I read this paper on 10/19/2012.
Original paper: http://www.icdt.tu-dortmund.de/proceedings/edbticdt2011proc/WebProceedings/papers/edbt/a39-stoyanovich.pdf [PDF]
[Updated 10/19/2012. I just found a nice slideshare from Julia Stoyanovich.]
Bottom-up Algorithm for Rank Aware (Interval Based) clustering.
This paper argues that in some scenarios providing search results in a ranked manner is improved by grouping similar results such that the user is more easily able to access a varied set of matching responses. The proposal is to cluster results before presenting them to the user. Clustering is performed locally, that is, after applying the filter and by taking into account the user’s selected ranking criterion.
The example used for the paper is based on Yahoo! personal searches. For a particular filter (age range, sex, etc), a user may select a ranking variable (e.g. income, highest to lowest). Without the proposed cluster, the user may see a long list of very similar results (perhaps software engineers) before seeing a different type of result (a different profession), and if uninterested in the first category, would have to wade inconveniently through a long list.

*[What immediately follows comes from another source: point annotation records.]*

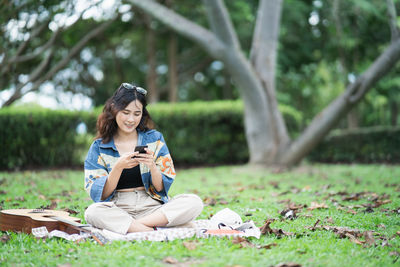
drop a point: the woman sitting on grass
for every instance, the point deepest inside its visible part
(130, 189)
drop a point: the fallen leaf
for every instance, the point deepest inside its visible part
(288, 214)
(266, 229)
(190, 245)
(268, 246)
(329, 220)
(20, 198)
(369, 238)
(315, 205)
(243, 242)
(70, 211)
(288, 264)
(354, 239)
(209, 201)
(5, 238)
(274, 184)
(170, 260)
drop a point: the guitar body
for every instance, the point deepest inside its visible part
(23, 220)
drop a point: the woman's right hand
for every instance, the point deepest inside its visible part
(127, 161)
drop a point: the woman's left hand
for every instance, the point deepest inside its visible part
(146, 158)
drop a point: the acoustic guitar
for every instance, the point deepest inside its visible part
(23, 220)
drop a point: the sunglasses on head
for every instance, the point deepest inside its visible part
(138, 89)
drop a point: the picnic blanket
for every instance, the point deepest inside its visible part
(224, 223)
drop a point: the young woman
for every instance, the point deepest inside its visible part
(130, 189)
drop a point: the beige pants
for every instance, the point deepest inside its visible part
(118, 214)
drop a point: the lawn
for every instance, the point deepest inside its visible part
(322, 198)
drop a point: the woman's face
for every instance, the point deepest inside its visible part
(128, 119)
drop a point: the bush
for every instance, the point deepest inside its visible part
(365, 145)
(197, 133)
(39, 137)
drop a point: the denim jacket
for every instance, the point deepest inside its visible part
(101, 158)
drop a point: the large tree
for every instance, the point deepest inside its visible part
(268, 139)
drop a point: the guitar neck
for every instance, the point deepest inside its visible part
(98, 237)
(76, 225)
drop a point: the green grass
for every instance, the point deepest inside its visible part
(248, 191)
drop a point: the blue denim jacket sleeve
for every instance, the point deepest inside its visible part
(165, 164)
(96, 173)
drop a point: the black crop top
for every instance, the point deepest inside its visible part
(130, 178)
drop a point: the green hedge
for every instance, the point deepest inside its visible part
(196, 133)
(39, 137)
(364, 145)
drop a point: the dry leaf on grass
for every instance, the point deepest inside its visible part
(288, 264)
(268, 246)
(5, 238)
(315, 205)
(190, 245)
(266, 229)
(170, 260)
(243, 242)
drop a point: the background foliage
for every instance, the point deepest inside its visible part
(196, 133)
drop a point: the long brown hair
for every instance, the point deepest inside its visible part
(107, 125)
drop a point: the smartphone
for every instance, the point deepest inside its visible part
(140, 149)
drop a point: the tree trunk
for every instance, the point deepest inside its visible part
(172, 68)
(352, 119)
(265, 129)
(151, 77)
(394, 113)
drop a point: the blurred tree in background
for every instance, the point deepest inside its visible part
(90, 47)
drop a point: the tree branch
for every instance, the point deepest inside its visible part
(37, 51)
(32, 77)
(324, 121)
(220, 22)
(183, 26)
(73, 52)
(263, 58)
(394, 30)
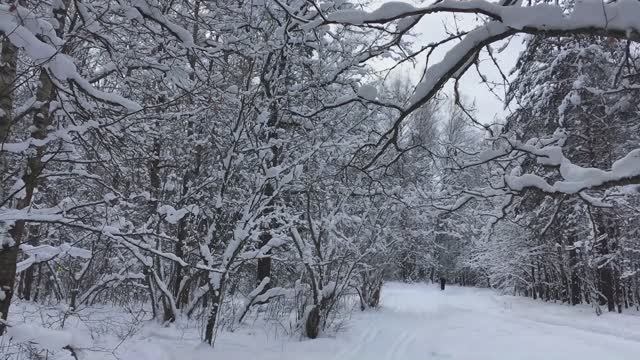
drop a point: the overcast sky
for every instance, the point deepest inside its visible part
(432, 28)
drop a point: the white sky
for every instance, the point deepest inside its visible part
(432, 28)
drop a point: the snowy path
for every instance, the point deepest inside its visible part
(421, 322)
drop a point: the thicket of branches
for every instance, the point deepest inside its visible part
(189, 154)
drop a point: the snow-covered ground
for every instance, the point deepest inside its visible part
(415, 322)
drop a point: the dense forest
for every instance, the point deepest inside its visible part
(215, 160)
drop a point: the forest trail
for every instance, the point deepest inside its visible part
(420, 322)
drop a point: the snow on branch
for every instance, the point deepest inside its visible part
(22, 28)
(625, 171)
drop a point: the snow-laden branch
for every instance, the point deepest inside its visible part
(625, 171)
(22, 28)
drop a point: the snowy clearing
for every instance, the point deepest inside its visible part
(421, 322)
(414, 322)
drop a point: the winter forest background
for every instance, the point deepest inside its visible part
(226, 163)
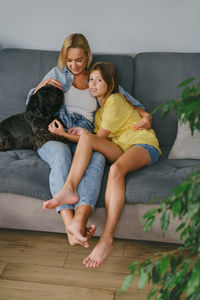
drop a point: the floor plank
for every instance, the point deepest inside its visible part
(41, 265)
(2, 266)
(112, 263)
(20, 290)
(63, 276)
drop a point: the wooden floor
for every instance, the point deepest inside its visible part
(43, 266)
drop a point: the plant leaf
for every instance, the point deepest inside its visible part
(182, 84)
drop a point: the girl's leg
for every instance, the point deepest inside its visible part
(86, 145)
(133, 159)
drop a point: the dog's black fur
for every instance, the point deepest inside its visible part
(29, 130)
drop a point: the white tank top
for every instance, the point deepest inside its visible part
(81, 102)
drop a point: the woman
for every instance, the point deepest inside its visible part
(126, 148)
(71, 75)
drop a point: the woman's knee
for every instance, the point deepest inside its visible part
(116, 171)
(54, 151)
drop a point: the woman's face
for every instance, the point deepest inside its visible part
(76, 60)
(97, 85)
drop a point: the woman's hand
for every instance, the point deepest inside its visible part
(57, 128)
(51, 81)
(77, 130)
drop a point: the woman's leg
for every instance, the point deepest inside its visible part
(88, 192)
(59, 157)
(86, 145)
(133, 159)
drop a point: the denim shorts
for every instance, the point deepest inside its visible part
(153, 152)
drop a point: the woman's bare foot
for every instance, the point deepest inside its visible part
(99, 253)
(89, 233)
(78, 232)
(66, 195)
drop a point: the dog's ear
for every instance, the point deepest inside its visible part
(34, 108)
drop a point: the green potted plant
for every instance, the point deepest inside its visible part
(176, 274)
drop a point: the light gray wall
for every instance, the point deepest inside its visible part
(118, 26)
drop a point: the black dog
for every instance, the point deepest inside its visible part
(29, 130)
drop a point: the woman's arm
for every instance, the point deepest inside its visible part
(57, 128)
(53, 75)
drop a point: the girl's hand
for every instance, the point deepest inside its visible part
(57, 128)
(51, 81)
(77, 130)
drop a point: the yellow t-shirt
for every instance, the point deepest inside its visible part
(118, 116)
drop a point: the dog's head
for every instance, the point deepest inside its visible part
(45, 102)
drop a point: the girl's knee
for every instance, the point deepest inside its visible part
(116, 171)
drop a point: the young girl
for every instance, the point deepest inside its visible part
(125, 147)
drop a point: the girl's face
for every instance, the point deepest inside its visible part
(76, 60)
(97, 85)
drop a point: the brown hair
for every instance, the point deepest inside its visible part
(75, 40)
(109, 75)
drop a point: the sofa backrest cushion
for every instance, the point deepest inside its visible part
(23, 69)
(156, 78)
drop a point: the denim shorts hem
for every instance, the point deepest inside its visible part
(152, 151)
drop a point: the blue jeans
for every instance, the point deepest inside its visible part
(59, 157)
(153, 152)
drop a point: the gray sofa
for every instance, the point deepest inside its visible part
(152, 78)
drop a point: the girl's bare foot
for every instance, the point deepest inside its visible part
(99, 253)
(89, 233)
(66, 195)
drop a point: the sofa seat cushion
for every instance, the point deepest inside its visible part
(22, 172)
(154, 181)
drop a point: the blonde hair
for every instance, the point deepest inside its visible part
(75, 40)
(109, 75)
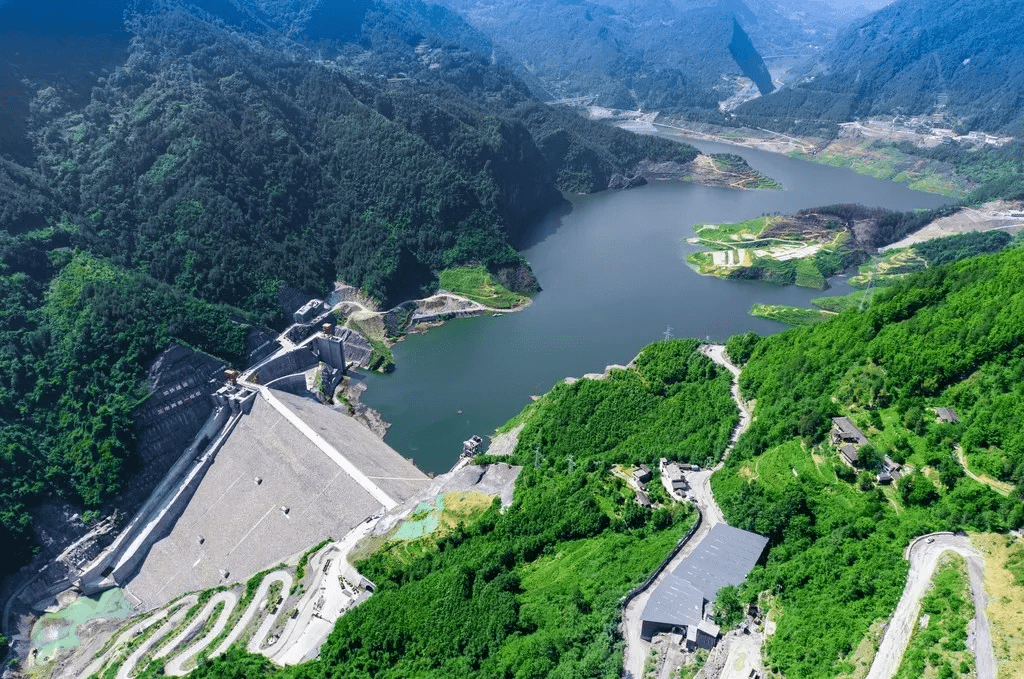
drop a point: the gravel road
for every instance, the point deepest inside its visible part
(924, 555)
(636, 648)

The paper describes ways to measure qualities of clusters, including formal definitions, which are then used as a basis for an algorithm “BARAC” for “Bottom-up Algorithm for Rank Aware (Interval Based) clustering”. It also discusses complexity and computational costs, and results from user tests.
- Interval-based clustering refers to grouping an attribute by a range of values (age between 20 and 25).
- CLIQUE — a rank unaware clustering framework, used both as a point of comparison and a starting template for BARAC. [Agrawal 1998]
- Clustering measures are based on locality, quality, tightness, maximality.
The paper is clear and easily consumed (I read it on BART), and is sufficiently descriptive to be actionable (even includes pseudo code for BARAC and most sub routines). Discusses some practical issues in implementation. Some general valuable lessons can be extracted.